Announced at the Hanover Messe Trade Show 2016, Microsoft and Rolls-Royce will collaborate to support Rolls-Royce intelligent engines and offer 'advanced operational intelligence to airlines'. Rolls-Royce will integrate Microsoft Azure IoT Suite and its Cortana Intelligence Suite to gather information on flight operations, fuel usage and maintenance planning.
Previously, Rolls-Royce has invested in jet engine sensors to produce real-time data, and report back on the condition of the engine and even maintain it remotely.
2. Virgin Atlantic
Virgin Atlantic are investing in the internet of things by making a fleet of Boeing 787 aircrafts and cargo devices connected with IoT devices and sensors. Each connected plane can expect to produce over half a terabyte of data per flight.

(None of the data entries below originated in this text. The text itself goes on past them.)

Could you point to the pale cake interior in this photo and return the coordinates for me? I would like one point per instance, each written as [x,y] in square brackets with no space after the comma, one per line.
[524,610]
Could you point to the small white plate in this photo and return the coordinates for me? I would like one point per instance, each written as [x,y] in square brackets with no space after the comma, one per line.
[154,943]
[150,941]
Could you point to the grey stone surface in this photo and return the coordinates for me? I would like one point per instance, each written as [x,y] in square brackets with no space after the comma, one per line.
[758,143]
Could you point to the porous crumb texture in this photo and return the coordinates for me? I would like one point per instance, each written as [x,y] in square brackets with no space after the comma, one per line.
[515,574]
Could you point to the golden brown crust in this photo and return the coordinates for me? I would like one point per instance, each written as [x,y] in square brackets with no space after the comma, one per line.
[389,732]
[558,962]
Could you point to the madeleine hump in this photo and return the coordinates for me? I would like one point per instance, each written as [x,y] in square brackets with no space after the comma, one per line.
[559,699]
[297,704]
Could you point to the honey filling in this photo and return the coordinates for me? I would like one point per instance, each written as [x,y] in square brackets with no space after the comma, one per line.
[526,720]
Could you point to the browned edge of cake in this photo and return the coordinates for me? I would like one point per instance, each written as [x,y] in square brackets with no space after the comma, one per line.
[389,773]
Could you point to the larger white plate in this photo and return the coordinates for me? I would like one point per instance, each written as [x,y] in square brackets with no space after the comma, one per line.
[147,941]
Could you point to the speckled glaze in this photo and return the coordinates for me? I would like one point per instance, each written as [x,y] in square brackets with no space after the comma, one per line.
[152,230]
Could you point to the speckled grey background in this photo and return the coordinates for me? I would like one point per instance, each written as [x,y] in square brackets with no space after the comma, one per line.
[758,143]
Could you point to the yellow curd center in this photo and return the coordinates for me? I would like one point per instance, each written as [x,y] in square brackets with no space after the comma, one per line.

Virgin Atlantic IT director David Bulman said: "The latest planes we are getting, the Boeing 787s, are incredibly connected. Literally every piece of that plane has an internet connection, from the engines, to the flaps, to the landing gear."
From this mechanical problems can be reported before they even happen.
3. Farmers Insurance
Farmers Insurance is setting their sights on the internet of things to help the automobile claims resolution proccess.
CIO Ron Guerrier says a sensor-equipped car that gets hit by a shopping trolly in a car park could notify the owner, via an alert to their smartphone, about the incident and offer to contact a Farmers Insurance claims representative.
4. Fitness First
Fitness First has invested in iBeacon technologies to track who exactly is entering their gyms and to send relevant information to them automatically. For example, iBeacon could highlight a person that regularly enters the gym and send a notification to encourage them to invite their friends.
5. Milton Keynes Council
Milton Keynes Council, the Open University and BT and others have joined forces to build the UK's first city-wide, open access demonstration network for machine to machine (M2M) communications and the Internet of Things.
The network could be used for anything from monitoring car parking spaces to checking when rubbish bins need emptying, according to the partners.
The technology is being supplied and managed by BT and Neul. Working with Milton Keynes Council, they will install a network of Weightless base stations to provide coverage across the city for low power, connected sensors.